I was reading J. R. R. Tolkein's poem Mythopoeia last night and these lines jumped out at me as luminous and poignant:
All wishes are not idle, nor in vain
fulfilment we devise - for pain is pain,
not for itself to be desired, but ill;
or else to strive or to subdue the will
alike were graceless; and of Evil this
alone is dreadly certain: Evil is.
Blessed are the timid hearts that evil hate,
that quail in its shadow, and yet shut the gate;
that seek no parley, and in guarded room,
though small and bare, upon a clumsy loom
weave tissues gilded by the far-off day
hoped and believed in under Shadow's sway.
(from Tree and Leaf, p. 88)
Thoughts:
1. Tolkein knew that evil is real and personal; note that Evil and Shadow are capitalized to indicate that evil is not merely an abstract force, but subsists in actual, personal beings. Yet, in the first line of the second stanza, "evil" is not capitalized because we are to love the sinner but hate the sin.
2. Evil is mysterious. All that can be said of it is that it is. One thinks of Barth's characterization of sin as the "impossible possibility."
3. In the second of the two stanzas, the words that jumbed out to me were "seek no parley" and "hoped and believed in under Shadow's sway." The former phrase describes the attitude of the one faithful to the King; the latter one describes the serenity of faith in the midst of great evil. Serenity is the opposite of compromise; the more you have of one the less you have of the other.
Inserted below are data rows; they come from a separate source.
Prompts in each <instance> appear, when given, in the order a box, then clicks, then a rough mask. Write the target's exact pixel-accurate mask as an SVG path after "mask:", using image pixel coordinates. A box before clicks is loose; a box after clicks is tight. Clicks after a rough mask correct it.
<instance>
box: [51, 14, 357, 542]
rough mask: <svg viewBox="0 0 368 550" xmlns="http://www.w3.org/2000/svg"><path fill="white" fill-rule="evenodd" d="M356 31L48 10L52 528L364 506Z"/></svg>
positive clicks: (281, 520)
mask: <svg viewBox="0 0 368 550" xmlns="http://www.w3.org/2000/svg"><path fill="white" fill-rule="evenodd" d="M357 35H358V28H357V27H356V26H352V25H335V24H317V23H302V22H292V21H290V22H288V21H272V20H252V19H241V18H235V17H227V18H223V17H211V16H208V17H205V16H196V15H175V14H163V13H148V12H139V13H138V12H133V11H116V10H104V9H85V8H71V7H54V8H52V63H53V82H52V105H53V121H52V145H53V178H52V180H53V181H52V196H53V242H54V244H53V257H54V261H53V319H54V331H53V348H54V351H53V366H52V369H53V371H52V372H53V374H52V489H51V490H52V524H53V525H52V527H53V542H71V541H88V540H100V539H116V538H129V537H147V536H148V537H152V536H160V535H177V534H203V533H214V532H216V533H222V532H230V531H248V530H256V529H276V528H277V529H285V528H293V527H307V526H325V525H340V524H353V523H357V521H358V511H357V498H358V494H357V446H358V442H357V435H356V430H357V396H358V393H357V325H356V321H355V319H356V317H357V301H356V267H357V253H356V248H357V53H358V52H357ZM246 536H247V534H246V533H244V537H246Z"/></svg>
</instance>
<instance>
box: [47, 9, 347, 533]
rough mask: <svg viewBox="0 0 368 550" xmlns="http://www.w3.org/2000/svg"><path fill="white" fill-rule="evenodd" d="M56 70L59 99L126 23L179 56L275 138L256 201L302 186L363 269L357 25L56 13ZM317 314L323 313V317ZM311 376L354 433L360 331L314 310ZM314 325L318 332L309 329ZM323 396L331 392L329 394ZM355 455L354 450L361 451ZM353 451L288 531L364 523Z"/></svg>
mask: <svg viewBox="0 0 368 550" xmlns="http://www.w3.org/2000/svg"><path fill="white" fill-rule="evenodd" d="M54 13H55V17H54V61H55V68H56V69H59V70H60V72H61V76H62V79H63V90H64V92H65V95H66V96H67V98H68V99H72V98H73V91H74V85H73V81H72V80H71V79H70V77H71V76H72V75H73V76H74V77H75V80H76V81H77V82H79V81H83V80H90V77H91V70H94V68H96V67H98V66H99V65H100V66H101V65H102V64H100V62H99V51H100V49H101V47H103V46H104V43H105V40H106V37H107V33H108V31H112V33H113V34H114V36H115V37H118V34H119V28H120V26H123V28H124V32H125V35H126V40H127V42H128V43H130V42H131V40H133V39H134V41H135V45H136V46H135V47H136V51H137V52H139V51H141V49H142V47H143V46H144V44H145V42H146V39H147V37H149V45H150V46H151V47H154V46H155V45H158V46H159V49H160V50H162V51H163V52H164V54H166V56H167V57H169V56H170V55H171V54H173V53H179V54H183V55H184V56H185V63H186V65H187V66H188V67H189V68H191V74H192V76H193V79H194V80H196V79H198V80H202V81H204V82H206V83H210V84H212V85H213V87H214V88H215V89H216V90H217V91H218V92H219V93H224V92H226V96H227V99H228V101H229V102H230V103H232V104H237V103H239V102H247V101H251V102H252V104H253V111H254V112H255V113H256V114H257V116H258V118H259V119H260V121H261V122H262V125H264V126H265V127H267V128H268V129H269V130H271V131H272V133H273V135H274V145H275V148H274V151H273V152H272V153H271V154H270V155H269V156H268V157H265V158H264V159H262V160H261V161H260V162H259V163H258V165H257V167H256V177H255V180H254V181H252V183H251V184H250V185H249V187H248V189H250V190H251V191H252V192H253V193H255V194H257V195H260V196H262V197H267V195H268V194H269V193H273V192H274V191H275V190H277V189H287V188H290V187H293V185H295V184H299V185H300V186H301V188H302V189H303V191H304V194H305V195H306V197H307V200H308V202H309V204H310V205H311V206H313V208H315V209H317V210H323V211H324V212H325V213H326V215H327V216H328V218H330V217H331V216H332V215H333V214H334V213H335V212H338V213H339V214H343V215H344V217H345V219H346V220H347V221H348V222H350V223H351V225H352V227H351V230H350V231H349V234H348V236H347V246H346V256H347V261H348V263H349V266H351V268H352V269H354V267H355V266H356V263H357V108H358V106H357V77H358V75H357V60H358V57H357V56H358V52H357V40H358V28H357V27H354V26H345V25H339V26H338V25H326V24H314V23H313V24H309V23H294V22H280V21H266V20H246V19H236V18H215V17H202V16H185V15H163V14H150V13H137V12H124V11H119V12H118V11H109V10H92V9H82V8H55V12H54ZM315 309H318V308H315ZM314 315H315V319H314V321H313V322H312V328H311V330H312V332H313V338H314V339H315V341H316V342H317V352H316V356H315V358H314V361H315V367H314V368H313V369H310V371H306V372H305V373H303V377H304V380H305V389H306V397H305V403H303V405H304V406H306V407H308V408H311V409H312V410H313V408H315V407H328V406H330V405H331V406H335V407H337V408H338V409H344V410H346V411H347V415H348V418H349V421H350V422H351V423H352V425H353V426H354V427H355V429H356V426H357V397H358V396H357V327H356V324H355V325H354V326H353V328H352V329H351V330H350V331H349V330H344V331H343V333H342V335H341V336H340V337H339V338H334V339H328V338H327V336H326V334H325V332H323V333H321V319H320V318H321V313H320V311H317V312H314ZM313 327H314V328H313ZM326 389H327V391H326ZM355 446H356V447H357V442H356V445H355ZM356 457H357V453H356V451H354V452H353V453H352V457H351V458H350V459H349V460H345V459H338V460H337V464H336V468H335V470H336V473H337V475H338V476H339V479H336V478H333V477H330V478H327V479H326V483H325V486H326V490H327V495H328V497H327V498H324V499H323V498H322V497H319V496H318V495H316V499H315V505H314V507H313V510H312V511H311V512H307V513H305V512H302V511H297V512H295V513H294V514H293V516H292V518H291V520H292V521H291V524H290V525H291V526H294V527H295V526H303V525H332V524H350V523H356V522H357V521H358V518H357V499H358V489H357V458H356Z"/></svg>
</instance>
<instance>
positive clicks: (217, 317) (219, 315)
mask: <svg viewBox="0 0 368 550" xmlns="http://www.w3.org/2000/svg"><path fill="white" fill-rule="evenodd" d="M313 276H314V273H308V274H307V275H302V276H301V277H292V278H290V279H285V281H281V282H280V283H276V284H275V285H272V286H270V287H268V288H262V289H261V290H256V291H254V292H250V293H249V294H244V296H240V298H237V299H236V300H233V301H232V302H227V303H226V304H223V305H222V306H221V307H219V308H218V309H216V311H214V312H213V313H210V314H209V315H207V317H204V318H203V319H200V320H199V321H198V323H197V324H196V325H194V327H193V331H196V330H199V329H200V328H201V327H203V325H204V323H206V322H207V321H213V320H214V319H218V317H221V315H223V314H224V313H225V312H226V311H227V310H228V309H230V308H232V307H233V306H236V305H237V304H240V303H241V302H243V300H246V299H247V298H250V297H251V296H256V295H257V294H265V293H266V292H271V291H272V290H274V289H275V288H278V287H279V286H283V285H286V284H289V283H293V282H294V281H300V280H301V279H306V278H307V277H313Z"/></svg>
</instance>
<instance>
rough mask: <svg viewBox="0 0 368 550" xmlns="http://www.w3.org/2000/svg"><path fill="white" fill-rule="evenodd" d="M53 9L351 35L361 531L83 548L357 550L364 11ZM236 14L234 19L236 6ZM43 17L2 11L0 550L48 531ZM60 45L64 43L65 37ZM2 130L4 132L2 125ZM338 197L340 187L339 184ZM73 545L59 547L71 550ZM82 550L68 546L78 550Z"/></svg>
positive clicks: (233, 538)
4. Would it be too much of a stretch to understand the "gilded tissues" as books, or even blog posts? All I do all day these days is sit in my home study, my "guarded room" timidly writing my book about how believing in God is necessary for a true and enduring humanism. Change the world? What a joke! I'd just like to change myself. We live by hope in the far-off day even under Shadow's sway.